Si les entraves à l’action syndicale sont parfois commises par des employeurs qui ne connaissent pas les règles du droit syndical, elles peuvent donc aussi bien s’intégrer dans des stratégies conscientes visant à éradiquer, sinon toute présence syndicale, au moins les organisations syndicales qui ne correspondraient pas aux attentes des employeurs. Le cas de Häagen-Dazs l’illustre bien, le gestionnaire de la franchise lyonnaise n’hésitant par à dire aux salariés qu’il ne craint rien parce que son frère est un célèbre avocat, bien inséré dans le milieu politique local. Tout comme dans l’enseigne de la grande distribution, où l’hostilité à l’encontre de Sud n’empêche pas l’acceptation de syndicats présumés plus conciliants, le franchisé Häagen-Dazs a tenté de susciter la création d’une organisation concurrente :

« C’est très drôle l’histoire, quand on est arrivé au moment de la négociation du protocole d’accord préélectoral, qu’on les a coincés de procès en procès, bon ça prend un an et demi, le patron tout content se dit “il vient négocier mais tous ceux que j’ai identifiés Sud sont partis”. Et vous savez la loi électorale oblige à un an de présence pour être candidat. Or il ne restait plus qu’un salarié qui avait un an de présence. Et lui il savait pas que c’était le nôtre justement. Donc il aurait été élu à tous les coups. Donc moi je fais semblant de demander de rabaisser à 6 mois pour être candidat, il dit non, il est très content. L’autre il se dit c’est bon je les ai bien eus. Et le jour où il reçoit la candidature de notre salarié, aussitôt il affiche un autre protocole et il rajoute deux noms qui peuvent être candidates, deux filles qui ont plus de six mois, il les chope et il leur dit “vous êtes candidates pour la CFTC c’est comme ça je vous ai payé votre adhésion”. Donc les filles viennent nous voir tout emmerdées en nous disant “on n’a pas le choix on est candidates”, y en a une qui voulait mais l’autre qui voulait pas. Bon alors j’ai appelé la CFTC, je leur ai fait un courrier leur demandant s’ils validaient d’avoir les adhésions payées par le patron et de telles candidatures. La CFTC a un peu pris peur et a retiré ses candidats. Il se retrouvait coincé alors il a mis candidat un autre qui avait un an de présence mais qui ne pouvait pas, qui avait pas été mis sur la liste des éligibles, c’est le directeur du magasin. Et qui a fini par être élu. Bon on a contesté l’élection, on avait de quoi, hélas on a perdu sur un vice de forme, il avait pris un très bon avocat, il nous manquait une signature dans la saisine, un vice à la con. Ils nous ont chopés sur des petits trucs à la con. Du coup ils mettent la pression au salarié Sud qui n’a pas été élu. J’étais ce matin avec lui à l’inspection du travail, ils lui mettent une pression infernale. Au premier tour il était seul candidat, il a eu 5-6 voix, mais il n’a pas eu le quorum, parce qu’ils ont donné consigne de pas aller voter. Et au second tour ils ont présenté en candidat libre le directeur qui a gagné l’élection. Il distribuait des glaces, il promettait tout et n’importe quoi, faisait des affiches signées le directeur… Et tous ceux qui ont soutenu notre syndicat ont dégagé. »

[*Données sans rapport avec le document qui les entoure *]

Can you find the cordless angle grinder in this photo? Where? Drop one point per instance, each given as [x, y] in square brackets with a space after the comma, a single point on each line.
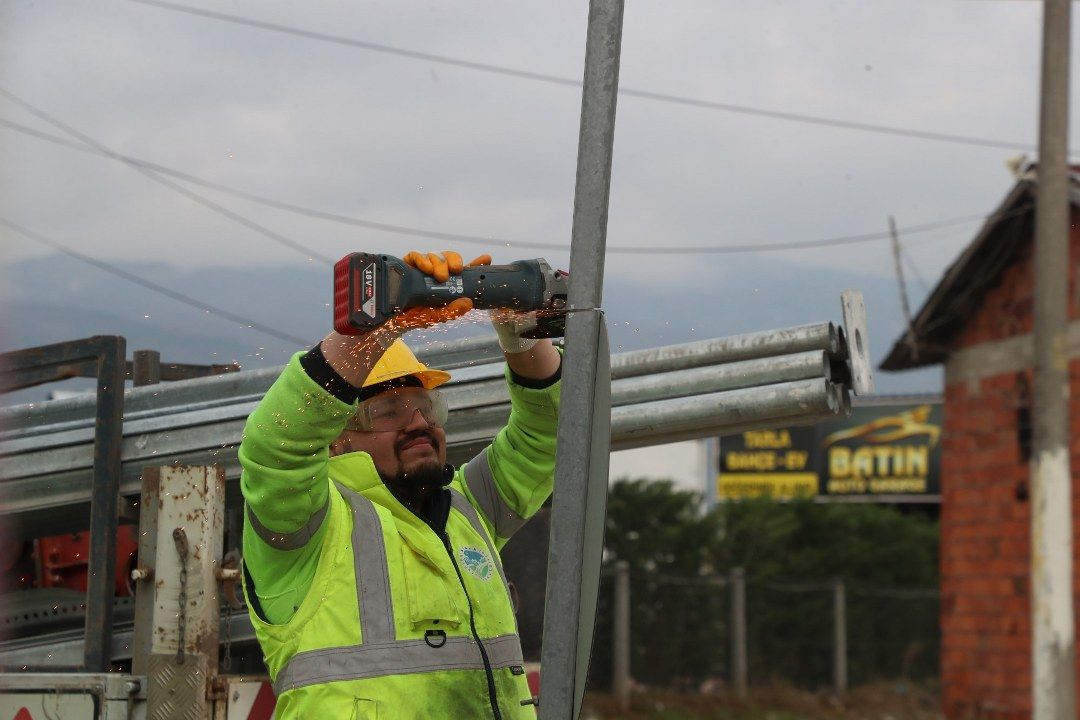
[370, 288]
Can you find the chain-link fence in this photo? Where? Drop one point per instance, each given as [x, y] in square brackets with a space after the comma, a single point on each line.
[721, 630]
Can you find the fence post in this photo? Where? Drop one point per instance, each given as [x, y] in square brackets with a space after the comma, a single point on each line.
[839, 638]
[146, 367]
[739, 632]
[620, 649]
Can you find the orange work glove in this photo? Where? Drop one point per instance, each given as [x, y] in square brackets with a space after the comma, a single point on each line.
[440, 267]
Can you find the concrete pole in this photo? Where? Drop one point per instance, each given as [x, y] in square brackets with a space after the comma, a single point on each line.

 À mille lieux des discours enchantés sur la « démocratie sociale », ces propos témoignent de la diversité des logiques et des tactiques patronales d’entrave à l’action syndicale. Ils montrent en outre qu’il manque encore un véritable droit interprofessionnel pour garantir effectivement la liberté d’organisation et le développement syndical. Un tel droit à l’action syndicale pourrait en premier lieu passer par la généralisation d’heures mensuelles d’information syndicale dans toutes les entreprises, activables de l’extérieur des entreprises (donc y compris quand n’existe pas encore de présence syndicale formalisée), à l’image de ce qui existe dans la fonction publique. On pourrait également réfléchir à la création d’un mandat interprofessionnel de développeur syndical, qui permette aux syndicalistes du privé de s’attaquer pour de bon aux déserts syndicaux.

 Propos recueillis le 5 mars 2014 par Karel Yon

Sur le sujet, lire également: Réprimer et domestiquer: stratégies patronales, Agone 50, 2013.

[1] Un RSS est un représentant de section syndicale : mandat créé par la loi du 20 août 2008, qui reconnaît la présence d’une organisation syndicale avant que sa représentativité ait été engagée lors des élections ; il prend automatiquement fin au moment des élections professionnelles.